Finalmente, en la sentencia CSJ SL736-2013, reiterada en múltiples ocasiones, de forma pacífica, como en la SL13256-2017, esta Corporación revisó la anterior postura en materia de indexación de la primera mesada pensional, concluyendo que era procedente respecto a pensiones legales y extralegales, sin importar la fecha de su causación, y precisó:

[…] la Sala viene considerando que, por tener su fundamento en los principios de la Constitución Política de 1991, la indexación no resulta procedente para las pensiones de jubilación que se causaron con anterioridad a la vigencia de dicha norma.  

Una revisión de este último punto, impone a la Sala reconocer que la indexación resulta admisible también para pensiones causadas con anterioridad a la vigencia de la Constitución Política de 1991, por encontrar suficientes fundamentos normativos que así lo autorizan. Esta nueva orientación de la Sala encuentra respaldo en los siguientes argumentos: 

i) Como lo había sostenido esta Sala de la Corte en las sentencias del 8 de febrero de 1996, Rad. 7996 y 5 de agosto de 1996, Rad. 8616, constituye un hecho notorio que los ingresos del trabajador sufren una pérdida significativa de su poder adquisitivo, cuando media un lapso considerable entre la fecha en la cual se retiran del servicio y aquella en la cual les es reconocida la pensión de jubilación. Asimismo, como también lo había reconocido la Sala, ese fenómeno impacta por igual a todas las pensiones de jubilación que se ven sometidas a la devaluación de la moneda, sin importar su naturaleza legal o extralegal, o la fecha en la que hubieran sido reconocidas, entre otras, porque la pérdida del poder adquisitivo de la moneda es una realidad palpable con anterioridad y con posterioridad a la expedición de normas como la Constitución Política de 1991 y la Ley 100 de 1993.  

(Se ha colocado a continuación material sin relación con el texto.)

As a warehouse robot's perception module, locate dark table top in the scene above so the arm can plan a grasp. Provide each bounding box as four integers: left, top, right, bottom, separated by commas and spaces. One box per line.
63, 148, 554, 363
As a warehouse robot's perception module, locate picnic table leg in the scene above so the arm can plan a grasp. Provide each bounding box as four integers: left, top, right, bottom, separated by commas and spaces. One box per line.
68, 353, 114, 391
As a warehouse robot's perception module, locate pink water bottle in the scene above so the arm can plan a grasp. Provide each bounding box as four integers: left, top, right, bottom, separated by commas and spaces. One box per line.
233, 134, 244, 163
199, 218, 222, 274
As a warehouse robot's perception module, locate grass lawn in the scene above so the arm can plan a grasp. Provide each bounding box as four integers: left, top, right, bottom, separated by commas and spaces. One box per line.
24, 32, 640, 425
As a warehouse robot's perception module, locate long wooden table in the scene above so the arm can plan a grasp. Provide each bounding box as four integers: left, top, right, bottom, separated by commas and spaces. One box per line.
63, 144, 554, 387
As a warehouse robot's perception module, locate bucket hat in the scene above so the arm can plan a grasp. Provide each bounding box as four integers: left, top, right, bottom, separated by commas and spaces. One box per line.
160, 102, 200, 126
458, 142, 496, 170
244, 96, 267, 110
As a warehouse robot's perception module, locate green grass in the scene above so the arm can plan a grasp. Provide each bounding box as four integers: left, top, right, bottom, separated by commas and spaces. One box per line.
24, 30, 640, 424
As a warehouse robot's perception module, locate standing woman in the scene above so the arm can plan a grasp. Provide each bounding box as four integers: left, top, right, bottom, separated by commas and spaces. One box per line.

Si las pensiones de jubilación se ven enfrentadas por igual al mismo fenómeno inflacionario, no existe, a primera vista, una razón o condición derivada de la fecha de su reconocimiento, que autorice un trato desigual, a la hora de adoptar correctivos como la indexación de los salarios tenidos en cuenta para la liquidación. Por lo mismo, para estos efectos, no deberían existir diferenciaciones o categorizaciones de pensionados, que pudieran resultar arbitrarias y contrarias al principio de igualdad.  

En ese sentido, imponer una diferenciación, en función de la fecha de reconocimiento de la prestación, para los efectos de corregir los impactos negativos del fenómeno inflacionario, resulta abiertamente contraria al principio de igualdad, establecido en el artículo 13 de la Constitución Política, así como en el Convenio 111 de la Organización Internacional del Trabajo, aprobado por la Ley 22 de 1967 y ratificado por Colombia el 4 de marzo de 1969.  

Y ello es así porque la discriminación entre grupos de pensionados, que se había generado debido a la posición mantenida por la Sala, no atiende alguna finalidad legítima, que pudiera encontrar respaldo en los principios de la Constitución Política. Tampoco advierte la Sala que esa desigualdad tenga alguna justificación legal, clara y razonable, acomodada a los principios y valores que irradian nuestro ordenamiento jurídico, de manera que se reduce a una diferencia insostenible e inadecuada entre pensionados que se ven enfrentados a la misma dificultad, y que tiene efectos negativos sobre su derecho a mantener el poder adquisitivo de las pensiones, como lo prevé el artículo 53 de la Constitución Política.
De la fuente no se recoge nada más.